Can adding some T3 to Mostly T4 (NDT or thyroxine) clear rT3 (reverse T3)?
I was recently asked by a friend whether it was true that by adding some T3 medication to their main thyroid medication of natural desiccated thyroid (NDT) or thyroxine (T4) that this would clear reverse T3 (rT3).
The answer to this is very simple. No, it won't clear rT3 if someone just adds some T3 to NDT or T4 medication - the basic science is very straightforward.
Let me explain.
Clearing rT3 means reducing rT3 to a negligible or zero level. If someone is taking NDT (which is mostly T4 with some T3) or taking T4 medication then there will always be on going conversion of T4. The T4 will be converted partly to T3 and partly to rT3 and there isn't anything that can be done to stop that happening.
However, there are some interesting things to be aware of.
The amount of NDT medication or T4 medication being taken is significant. There are two interesting cases.
Case 1. If there is enough NDT or T4 being taken, such that TSH is fully suppressed to zero, then the conversion of T4 to T3 will already be minimised, i,e. it will be as low as it can get due to TSH. RT3 in this case will be produced at its maximum rate. Please see the blog post http://recoveringwitht3.com/blog/effect-tsh-thyrotropin-conversion-t4-t3 to explain this. In this situation, with zero TSH, any T3 medication that is added will increase FT3 somewhat. So, in this situation the FT3 / rT3 ratio should improve. However, rT3 will not go down, i.e. it won't clear.
Case 2. If the person is not taking enough NDT or T4 medication to suppress TSH to zero, then adding extra T3 will further lower TSH. This lowering of TSH will actually incur a worsening of the T4 to T3 conversion. So, even though the patient is now adding some T3 meds, their FT3 may not go up much and it could even fall. The other aspect to this is that as the conversion of T4 to T3 worsens there will be more rT3 created, i.e. rT3 will actually go up. Whether FT3 / rT3 ratio improves is a bit of a lottery, as it depends on how much TSH suppression is created by the addition of T3 and how much actual T3 is added.
In no case of adding some T3 medication to a mainly NDT or T4 regime does rT3 actually clear and reduce towards zero. In some cases a better FT3 / rT3 ratio may result. In others the FT3 / rT3 ratio may not improve, and for a few it could actually worsen.
We know from experience that some patients do benefit from adding some T3 to their T4 meds or to their NDT meds. I am not arguing with this at all. I am just explaining the effect upon rT3 and explaining that rT3 cannot be 'cleared' by simply adding some T3 to NDT medication or T4 medication.
We also know from experience that regardless of any particular FT3 / rT3 ratio that some number of patients just don't get well until they actually do begin to clear rT3, and this can't be achieved on a mainly T4 based regime (NDT or thyroxine). True clearance of rT3 requires either all T3 based medication OR, if someone only requires most of the rT3 to be cleared, then signficantly reduced NDT/T4 medication and multi-dosing of enough T3 medication.

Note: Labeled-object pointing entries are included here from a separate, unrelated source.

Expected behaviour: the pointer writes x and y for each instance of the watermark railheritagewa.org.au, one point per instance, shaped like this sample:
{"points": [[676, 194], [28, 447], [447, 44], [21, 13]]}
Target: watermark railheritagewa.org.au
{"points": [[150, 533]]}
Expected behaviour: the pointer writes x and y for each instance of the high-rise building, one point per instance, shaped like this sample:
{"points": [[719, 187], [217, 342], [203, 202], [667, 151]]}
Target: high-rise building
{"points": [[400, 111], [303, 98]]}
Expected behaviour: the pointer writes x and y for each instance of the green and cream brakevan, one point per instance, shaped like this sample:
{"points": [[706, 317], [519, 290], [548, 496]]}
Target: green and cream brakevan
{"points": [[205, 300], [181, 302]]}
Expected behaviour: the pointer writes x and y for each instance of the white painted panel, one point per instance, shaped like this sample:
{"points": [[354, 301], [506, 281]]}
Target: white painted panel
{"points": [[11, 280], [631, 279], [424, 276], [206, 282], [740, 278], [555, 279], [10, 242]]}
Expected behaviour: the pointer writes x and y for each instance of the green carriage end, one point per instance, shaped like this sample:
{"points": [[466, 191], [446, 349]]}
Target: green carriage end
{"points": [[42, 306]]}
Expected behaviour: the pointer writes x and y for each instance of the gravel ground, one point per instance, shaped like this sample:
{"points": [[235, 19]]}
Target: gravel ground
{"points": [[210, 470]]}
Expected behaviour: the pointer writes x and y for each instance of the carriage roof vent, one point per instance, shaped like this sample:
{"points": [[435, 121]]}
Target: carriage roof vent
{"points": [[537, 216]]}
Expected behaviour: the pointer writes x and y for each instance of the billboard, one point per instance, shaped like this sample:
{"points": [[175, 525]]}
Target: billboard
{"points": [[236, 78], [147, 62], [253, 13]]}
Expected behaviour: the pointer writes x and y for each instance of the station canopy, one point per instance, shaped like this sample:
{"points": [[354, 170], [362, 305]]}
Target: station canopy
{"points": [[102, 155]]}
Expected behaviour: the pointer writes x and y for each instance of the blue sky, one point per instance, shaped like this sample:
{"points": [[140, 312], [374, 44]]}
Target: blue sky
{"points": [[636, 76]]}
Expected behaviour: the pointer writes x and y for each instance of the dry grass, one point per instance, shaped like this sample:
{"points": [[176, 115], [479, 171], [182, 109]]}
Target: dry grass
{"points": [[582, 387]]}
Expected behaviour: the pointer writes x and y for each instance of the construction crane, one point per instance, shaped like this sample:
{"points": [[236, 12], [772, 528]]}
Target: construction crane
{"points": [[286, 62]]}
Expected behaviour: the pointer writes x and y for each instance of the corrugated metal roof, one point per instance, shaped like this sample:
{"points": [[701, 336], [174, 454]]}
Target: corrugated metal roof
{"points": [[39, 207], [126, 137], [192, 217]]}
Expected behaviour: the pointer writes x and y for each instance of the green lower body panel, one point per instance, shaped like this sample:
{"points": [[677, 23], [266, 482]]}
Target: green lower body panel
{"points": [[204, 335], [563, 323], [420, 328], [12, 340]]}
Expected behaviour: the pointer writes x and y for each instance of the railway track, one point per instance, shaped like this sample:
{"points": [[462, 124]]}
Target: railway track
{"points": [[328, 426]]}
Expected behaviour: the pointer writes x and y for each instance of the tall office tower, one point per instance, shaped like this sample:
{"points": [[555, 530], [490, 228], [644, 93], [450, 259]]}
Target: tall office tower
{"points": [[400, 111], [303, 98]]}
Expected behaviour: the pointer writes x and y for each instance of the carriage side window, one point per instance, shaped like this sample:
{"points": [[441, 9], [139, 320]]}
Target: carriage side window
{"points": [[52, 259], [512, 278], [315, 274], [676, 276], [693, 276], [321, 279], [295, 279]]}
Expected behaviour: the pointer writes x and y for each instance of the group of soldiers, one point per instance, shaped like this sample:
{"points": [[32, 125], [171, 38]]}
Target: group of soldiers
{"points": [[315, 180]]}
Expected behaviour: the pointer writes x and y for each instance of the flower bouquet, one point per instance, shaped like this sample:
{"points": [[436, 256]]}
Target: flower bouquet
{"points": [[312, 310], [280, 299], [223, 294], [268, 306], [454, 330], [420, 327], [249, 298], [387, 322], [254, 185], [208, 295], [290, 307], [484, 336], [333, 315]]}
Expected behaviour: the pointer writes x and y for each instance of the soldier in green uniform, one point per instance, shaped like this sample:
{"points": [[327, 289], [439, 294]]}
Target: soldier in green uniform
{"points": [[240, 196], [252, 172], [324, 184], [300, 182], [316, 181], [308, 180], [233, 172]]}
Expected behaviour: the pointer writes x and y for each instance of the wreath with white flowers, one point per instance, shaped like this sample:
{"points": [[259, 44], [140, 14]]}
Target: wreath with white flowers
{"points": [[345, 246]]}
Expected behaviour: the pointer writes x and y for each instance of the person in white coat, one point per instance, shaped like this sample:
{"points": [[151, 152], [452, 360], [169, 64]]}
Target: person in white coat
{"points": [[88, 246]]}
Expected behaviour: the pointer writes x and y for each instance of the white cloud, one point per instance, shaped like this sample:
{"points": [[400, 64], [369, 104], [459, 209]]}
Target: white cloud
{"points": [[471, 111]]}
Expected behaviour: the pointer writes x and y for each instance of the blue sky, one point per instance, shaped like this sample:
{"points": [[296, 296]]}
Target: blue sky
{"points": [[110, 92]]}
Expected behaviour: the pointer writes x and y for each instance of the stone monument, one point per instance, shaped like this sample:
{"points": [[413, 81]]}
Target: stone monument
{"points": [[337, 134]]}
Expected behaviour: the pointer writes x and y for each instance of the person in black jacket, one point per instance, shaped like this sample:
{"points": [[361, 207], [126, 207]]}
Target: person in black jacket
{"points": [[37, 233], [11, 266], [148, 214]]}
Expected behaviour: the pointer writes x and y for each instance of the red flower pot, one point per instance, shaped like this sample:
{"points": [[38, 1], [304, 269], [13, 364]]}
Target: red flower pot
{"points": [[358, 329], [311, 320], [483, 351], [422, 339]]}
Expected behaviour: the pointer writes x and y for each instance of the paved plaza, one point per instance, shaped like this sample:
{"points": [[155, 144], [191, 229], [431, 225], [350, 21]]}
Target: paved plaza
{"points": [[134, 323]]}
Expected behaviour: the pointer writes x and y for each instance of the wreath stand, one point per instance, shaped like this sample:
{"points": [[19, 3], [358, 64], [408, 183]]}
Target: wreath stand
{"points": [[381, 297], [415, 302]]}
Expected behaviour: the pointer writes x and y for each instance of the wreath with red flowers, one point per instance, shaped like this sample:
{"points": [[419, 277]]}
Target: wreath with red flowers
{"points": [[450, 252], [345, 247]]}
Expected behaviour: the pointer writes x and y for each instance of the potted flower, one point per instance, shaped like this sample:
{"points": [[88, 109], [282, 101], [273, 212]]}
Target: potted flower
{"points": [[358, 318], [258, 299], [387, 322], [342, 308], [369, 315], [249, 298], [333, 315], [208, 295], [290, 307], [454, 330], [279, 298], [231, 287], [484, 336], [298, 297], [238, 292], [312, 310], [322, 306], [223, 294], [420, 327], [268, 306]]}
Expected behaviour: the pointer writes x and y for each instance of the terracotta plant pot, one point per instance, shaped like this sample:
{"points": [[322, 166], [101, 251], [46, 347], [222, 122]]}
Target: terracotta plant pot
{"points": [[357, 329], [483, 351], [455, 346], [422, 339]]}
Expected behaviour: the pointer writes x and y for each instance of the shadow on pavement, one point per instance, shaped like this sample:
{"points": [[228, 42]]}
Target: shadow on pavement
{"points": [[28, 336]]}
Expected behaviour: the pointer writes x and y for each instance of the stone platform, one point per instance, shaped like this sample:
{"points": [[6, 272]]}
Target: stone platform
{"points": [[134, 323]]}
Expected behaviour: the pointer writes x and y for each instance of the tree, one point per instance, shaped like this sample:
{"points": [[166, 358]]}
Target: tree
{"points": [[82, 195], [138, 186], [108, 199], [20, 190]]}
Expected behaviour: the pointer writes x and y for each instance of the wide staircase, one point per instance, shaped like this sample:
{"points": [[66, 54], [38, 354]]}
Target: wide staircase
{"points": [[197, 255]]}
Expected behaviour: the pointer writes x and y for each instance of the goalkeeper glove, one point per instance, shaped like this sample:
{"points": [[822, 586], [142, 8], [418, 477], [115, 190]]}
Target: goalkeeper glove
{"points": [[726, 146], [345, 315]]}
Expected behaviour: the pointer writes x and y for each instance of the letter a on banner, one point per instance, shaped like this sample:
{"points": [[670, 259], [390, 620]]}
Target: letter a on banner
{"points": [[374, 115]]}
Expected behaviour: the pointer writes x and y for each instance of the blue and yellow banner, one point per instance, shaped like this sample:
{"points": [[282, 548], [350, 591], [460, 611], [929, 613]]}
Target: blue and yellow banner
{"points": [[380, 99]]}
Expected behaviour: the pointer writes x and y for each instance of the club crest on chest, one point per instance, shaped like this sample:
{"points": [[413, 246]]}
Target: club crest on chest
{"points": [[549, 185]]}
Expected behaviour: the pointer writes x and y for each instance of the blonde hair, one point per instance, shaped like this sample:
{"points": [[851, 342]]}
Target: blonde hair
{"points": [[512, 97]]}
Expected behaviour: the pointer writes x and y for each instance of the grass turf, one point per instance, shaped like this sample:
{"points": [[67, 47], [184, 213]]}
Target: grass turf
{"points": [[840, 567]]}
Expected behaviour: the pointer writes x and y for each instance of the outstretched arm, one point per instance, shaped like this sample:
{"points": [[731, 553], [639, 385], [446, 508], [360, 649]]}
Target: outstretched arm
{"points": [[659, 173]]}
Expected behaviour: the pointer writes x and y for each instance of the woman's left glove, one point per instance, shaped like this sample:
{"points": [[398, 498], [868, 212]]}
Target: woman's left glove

Interestingly, the blog post referred to above, which shows the effect of suppressed TSH on conversion ration of T4 to T3 (http://recoveringwitht3.com/blog/effect-tsh-thyrotropin-conversion-t4-t3) applies even if TSH is low due to a malaadjusted TSH or even a hypopituitary issue that affects TSH. The liver does not care about the reason for the low TSH is simply uses TSH as parts of its input to decide upon how much T4 to convert to T3 and how much to convert to rT3. This may go some way to explaining why some patients with hypopituitary issues or other issues leaving them with low TSH may have more problems processing thyroid medication that is mainly T4 based.
The other important thing mentioned in the blog post referred to in the link is that it can take a week or so for the TSH to adjust when any small amounts of T3 are added. Then if there is a conversion rate adjustment there may be a small lag as FT3 levels may fall and rT3 levels may rise. The net result is that it is quite common for people who add a little T3 to actually feel the effects of the additional T3 immediately and think that they are really getting a good result. This frequently turns to disappointment as the positive effects wear off because of the re-adjustment of conversion rate. Again, this isn't to say that some people don't actually get a benefit from adding a little T3 to T4 or NDT meds - because some do. It just isn't a guaranteed result by any means for at least all the above reasons.
This is a bit complex but for those that are interested I hope it helps.